Тишина, бледный зеленоватый свет, очертания былых и будущих материков, набросанные чьей-то смелой рукой — все это невольно стирало в сознании геолога грани между фантазией и реальностью. Он невольно засмотрелся на коричневые пятна будущих континентов, вырисовывавшихся среди синих просторов будущего океана, затоплявшего на карте сушу в гораздо больших размерах, чем в наши дни.
Иванов всматривался в окружавшие его предметы, говорившие о будущем, в тайну которого дерзко стремилась проникнуть человеческая мысль, и ему начинало казаться, что он проникается их убедительностью, точностью породивших их расчетов.
В этот момент над самым его ухом прозвучал голос Ибрагимова:
— Еще в тысяча девятьсот двадцать восьмом году не было ни одной части человеческого организма, которую не заставляли бы жить вне тела, изолированно и в искусственной среде. Но важно не это. Важно то, что всего сто лет с небольшим назад французский ученый Руссо считал знаменательным факт сокращения предсердий у трупа казненной женщины через сутки после ее смерти. Руссо записал виденный им случай, как нечто из ряда вон выходящее. В наши дни общеизвестна истина, что многие органы еще продолжают жить после смерти их обладателя.
— Вы допускаете возможность бессмертия? — спросил геолог.
— Наука уже накануне победы над смертью, — твердо сказал Ибрагимов и подошел к угловому столу. Под большим матовым колпаком скрывалась одна из его работ. Глядя поверх собеседника, Ибрагимов продолжал:
— Не знаю, факт или вымысел; расскажу вам сейчас. Не помню даже, читал ли об этом или кто-то шутя мне рассказывал. Но с самого детства помню этот рассказ.

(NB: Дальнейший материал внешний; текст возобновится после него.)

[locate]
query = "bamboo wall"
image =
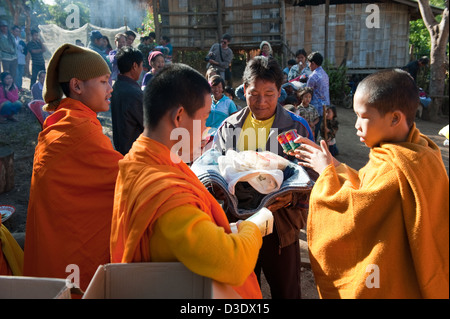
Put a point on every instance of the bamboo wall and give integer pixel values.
(348, 35)
(197, 24)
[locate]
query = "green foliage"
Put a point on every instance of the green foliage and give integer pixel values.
(148, 25)
(419, 36)
(338, 82)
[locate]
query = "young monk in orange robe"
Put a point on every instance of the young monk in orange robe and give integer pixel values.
(74, 172)
(162, 212)
(382, 232)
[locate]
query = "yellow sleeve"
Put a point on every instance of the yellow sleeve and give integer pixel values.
(188, 235)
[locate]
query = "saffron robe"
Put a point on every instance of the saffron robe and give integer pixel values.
(163, 213)
(11, 254)
(71, 196)
(383, 232)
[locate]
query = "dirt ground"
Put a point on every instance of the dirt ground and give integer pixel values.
(21, 137)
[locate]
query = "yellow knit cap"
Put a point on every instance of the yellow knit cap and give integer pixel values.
(70, 61)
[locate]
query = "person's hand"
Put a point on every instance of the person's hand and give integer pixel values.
(280, 202)
(313, 156)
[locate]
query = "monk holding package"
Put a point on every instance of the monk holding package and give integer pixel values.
(74, 171)
(162, 212)
(383, 231)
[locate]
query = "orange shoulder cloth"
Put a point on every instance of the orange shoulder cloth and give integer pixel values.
(150, 184)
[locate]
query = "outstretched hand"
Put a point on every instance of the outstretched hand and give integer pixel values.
(314, 156)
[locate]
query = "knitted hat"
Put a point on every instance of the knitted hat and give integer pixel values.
(95, 34)
(153, 55)
(70, 61)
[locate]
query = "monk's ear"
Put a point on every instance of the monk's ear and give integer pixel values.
(75, 85)
(397, 118)
(178, 115)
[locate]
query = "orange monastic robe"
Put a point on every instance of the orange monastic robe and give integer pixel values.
(71, 196)
(162, 212)
(383, 232)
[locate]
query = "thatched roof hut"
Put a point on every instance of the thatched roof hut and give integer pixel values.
(339, 29)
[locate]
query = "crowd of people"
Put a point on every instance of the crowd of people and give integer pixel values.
(94, 202)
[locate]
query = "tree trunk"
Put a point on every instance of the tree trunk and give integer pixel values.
(6, 169)
(439, 36)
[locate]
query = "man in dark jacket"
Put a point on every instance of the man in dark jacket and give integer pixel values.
(279, 257)
(127, 100)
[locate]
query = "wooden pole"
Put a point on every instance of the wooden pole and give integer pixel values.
(283, 31)
(6, 169)
(327, 18)
(219, 19)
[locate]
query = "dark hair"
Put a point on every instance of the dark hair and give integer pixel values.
(227, 37)
(129, 32)
(229, 90)
(302, 52)
(176, 85)
(424, 60)
(333, 109)
(3, 75)
(216, 80)
(302, 92)
(264, 68)
(391, 90)
(316, 57)
(125, 58)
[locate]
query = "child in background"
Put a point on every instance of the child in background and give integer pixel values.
(306, 110)
(9, 98)
(328, 133)
(211, 72)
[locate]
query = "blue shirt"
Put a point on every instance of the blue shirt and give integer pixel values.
(220, 110)
(318, 80)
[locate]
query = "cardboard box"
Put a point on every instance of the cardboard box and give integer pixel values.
(18, 287)
(154, 281)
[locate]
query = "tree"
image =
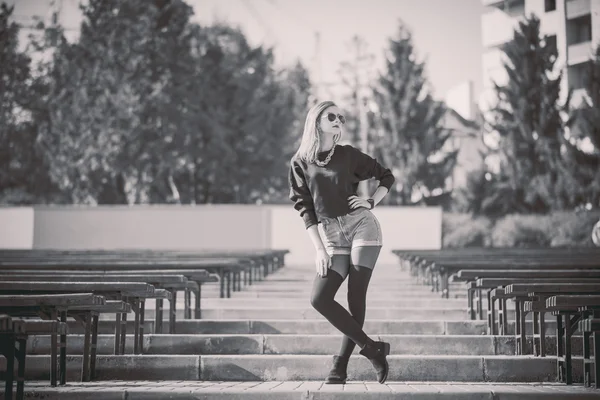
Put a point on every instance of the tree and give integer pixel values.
(533, 176)
(245, 113)
(23, 172)
(109, 115)
(585, 125)
(356, 76)
(408, 133)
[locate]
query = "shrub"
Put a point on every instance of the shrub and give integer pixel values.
(470, 233)
(519, 230)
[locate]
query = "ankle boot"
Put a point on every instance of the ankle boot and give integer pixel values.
(376, 352)
(338, 373)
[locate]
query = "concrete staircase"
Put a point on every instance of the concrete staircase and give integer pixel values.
(267, 342)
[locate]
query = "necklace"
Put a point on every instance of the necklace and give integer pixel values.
(327, 159)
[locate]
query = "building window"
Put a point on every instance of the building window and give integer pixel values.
(549, 5)
(551, 42)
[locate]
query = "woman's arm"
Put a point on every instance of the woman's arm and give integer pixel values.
(315, 238)
(379, 194)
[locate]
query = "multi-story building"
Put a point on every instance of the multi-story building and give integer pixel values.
(573, 25)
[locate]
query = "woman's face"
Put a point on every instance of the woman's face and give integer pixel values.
(331, 121)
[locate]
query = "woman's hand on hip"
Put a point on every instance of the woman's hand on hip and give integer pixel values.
(322, 262)
(356, 202)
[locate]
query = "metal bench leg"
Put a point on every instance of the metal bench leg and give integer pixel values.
(54, 353)
(63, 351)
(173, 311)
(504, 317)
(136, 325)
(187, 301)
(490, 314)
(523, 332)
(597, 359)
(158, 317)
(470, 309)
(568, 360)
(197, 297)
(123, 332)
(22, 356)
(586, 358)
(9, 353)
(222, 283)
(560, 349)
(542, 334)
(228, 284)
(94, 346)
(536, 331)
(118, 317)
(142, 306)
(85, 371)
(518, 327)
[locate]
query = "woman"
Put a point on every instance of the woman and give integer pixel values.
(323, 180)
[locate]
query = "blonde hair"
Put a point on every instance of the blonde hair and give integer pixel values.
(311, 137)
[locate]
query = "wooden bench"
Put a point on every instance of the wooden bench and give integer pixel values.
(487, 284)
(53, 307)
(522, 292)
(469, 276)
(256, 263)
(170, 282)
(13, 345)
(569, 310)
(224, 268)
(437, 265)
(133, 293)
(591, 328)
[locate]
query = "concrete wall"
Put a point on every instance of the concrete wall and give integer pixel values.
(16, 227)
(201, 227)
(402, 227)
(152, 227)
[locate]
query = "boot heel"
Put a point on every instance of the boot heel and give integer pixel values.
(386, 348)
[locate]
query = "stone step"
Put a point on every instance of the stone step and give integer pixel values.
(415, 301)
(434, 368)
(307, 312)
(322, 326)
(301, 344)
(108, 326)
(305, 390)
(373, 294)
(306, 289)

Событие произошло будто бы во времена Великой французской революции. Два ученых были приговорены к смертной казни. Когда, закованные в кандалы, сидели они в темнице, то сговорились, чтобы тот из них, который подвергнется гильотинированию позднее, попытался установить, продолжает ли отделенная от туловища голова чувствовать, сознавать?.. Согласно условию, казненный должен был трижды открыть глаза. Ученые упросили тюремщиков казнить их вместе. Утром оба предстали пред гильотиной. Перед самой казнью они подтвердили условие. Когда обезглавленный труп первого рухнул в агонии на эшафот, второй поспешно схватил окровавленную голову товарища. Искаженное муками лицо не обнаруживало признаков жизни. Ученый склонился к уху.
— Слышишь ли ты меня? — громко спросил он.

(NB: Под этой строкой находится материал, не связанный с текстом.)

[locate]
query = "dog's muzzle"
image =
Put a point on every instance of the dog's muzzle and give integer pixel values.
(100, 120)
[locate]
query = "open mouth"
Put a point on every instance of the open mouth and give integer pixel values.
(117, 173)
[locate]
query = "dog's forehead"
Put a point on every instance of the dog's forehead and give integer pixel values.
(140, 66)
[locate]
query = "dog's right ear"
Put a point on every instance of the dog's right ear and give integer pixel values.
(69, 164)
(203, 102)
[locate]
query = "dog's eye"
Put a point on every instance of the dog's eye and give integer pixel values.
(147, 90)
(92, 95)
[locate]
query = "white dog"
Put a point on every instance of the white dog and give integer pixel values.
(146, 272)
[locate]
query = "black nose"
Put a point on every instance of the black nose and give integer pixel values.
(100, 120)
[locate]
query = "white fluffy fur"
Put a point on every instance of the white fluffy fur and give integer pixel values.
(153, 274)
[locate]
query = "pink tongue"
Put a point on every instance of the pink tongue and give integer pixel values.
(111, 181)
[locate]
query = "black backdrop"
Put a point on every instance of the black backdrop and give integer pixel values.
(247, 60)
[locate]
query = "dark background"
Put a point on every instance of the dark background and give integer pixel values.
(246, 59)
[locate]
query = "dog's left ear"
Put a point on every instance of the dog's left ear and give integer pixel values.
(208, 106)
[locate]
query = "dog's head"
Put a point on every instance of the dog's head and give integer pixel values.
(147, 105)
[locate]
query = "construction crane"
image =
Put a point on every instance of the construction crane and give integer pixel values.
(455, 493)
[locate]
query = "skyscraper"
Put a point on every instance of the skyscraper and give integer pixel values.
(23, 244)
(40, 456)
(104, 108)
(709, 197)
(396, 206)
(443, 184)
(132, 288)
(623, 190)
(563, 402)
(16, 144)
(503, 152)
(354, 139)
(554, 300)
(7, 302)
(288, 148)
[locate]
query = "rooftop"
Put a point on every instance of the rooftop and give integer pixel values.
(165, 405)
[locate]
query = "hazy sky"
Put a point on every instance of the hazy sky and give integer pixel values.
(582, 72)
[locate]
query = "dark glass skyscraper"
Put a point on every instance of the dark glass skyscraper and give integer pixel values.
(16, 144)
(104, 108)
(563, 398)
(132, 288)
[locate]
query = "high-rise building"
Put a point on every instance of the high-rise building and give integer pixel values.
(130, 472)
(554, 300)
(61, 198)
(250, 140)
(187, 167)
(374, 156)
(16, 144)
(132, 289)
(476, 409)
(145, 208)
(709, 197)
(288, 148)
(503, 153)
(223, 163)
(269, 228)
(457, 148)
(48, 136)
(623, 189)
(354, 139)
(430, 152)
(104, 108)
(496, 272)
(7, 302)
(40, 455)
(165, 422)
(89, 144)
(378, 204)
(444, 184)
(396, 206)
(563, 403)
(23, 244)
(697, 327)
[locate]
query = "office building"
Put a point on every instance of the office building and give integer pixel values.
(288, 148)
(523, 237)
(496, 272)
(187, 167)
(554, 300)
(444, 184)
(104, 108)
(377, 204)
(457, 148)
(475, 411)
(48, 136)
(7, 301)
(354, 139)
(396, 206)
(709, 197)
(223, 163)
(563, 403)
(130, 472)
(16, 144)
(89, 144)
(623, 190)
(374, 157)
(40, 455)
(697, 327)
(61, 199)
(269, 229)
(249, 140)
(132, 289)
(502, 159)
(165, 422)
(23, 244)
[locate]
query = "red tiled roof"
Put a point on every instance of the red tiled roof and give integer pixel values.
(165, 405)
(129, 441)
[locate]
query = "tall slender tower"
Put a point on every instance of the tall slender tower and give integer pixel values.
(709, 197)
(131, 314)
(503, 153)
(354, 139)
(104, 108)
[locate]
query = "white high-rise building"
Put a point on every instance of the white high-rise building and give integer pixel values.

Голова казалась безжизненной.
— Слышишь ли ты меня? — повторил ученый.
И вдруг лицо ожило. Сомкнувшиеся веки с усилием медленно разъединились и открыли мутнеющие зрачки.
— Слышишь ли ты меня? — вырвалось вновь у спрашивающего.
Опять на мгновение разомкнулись веки. Затем медленно-медленно узенькой полосой блеснули зрачки в третий раз. Увлажненные слезой ресницы замерли. Тусклая пленка покрыла глаза. Мышцы лица передернулись и застыли. Голова умерла.
— Это, может быть, легенда, — задумчиво продолжал Ибрагимов. — А вот ассистент ленинградского профессора Ор-бели Геницинский в тысяча девятьсот двадцать седьмом, кажется, году произвел над кошачьей головой знаменательнейшие опыты. Он отделил от туловища голову кошки и в течение нескольких часов под ряд подвергал ее действию всевозможных искусственных растворов. Изолированная голова моргала, щетинилась, если на нее пускали струю табачного дыма, облизывалась, когда к губам ее прикасались кислотными веществами.
Ибрагимов обернулся к столу и снял матовый колпак с загадочного предмета. Под колпаком помещался прозрачный сосуд. На серебряном блюде лежала отрезанная собачья голова.
— А-а-а, московские опыты Чечулина и Брюханенко! — мотнул головой геолог. — Тысяча девятьсот двадцать восьмой год.
— Да, дублирование! — подтвердил Ибрагимов и включил радиоактивный ток.
По системе стеклянных трубочек под давлением кислорода полилась жидкость. Прибор искусственно вызывал в изолированной голове циркуляцию крови.
— Давно производите опыт? — поинтересовался геолог.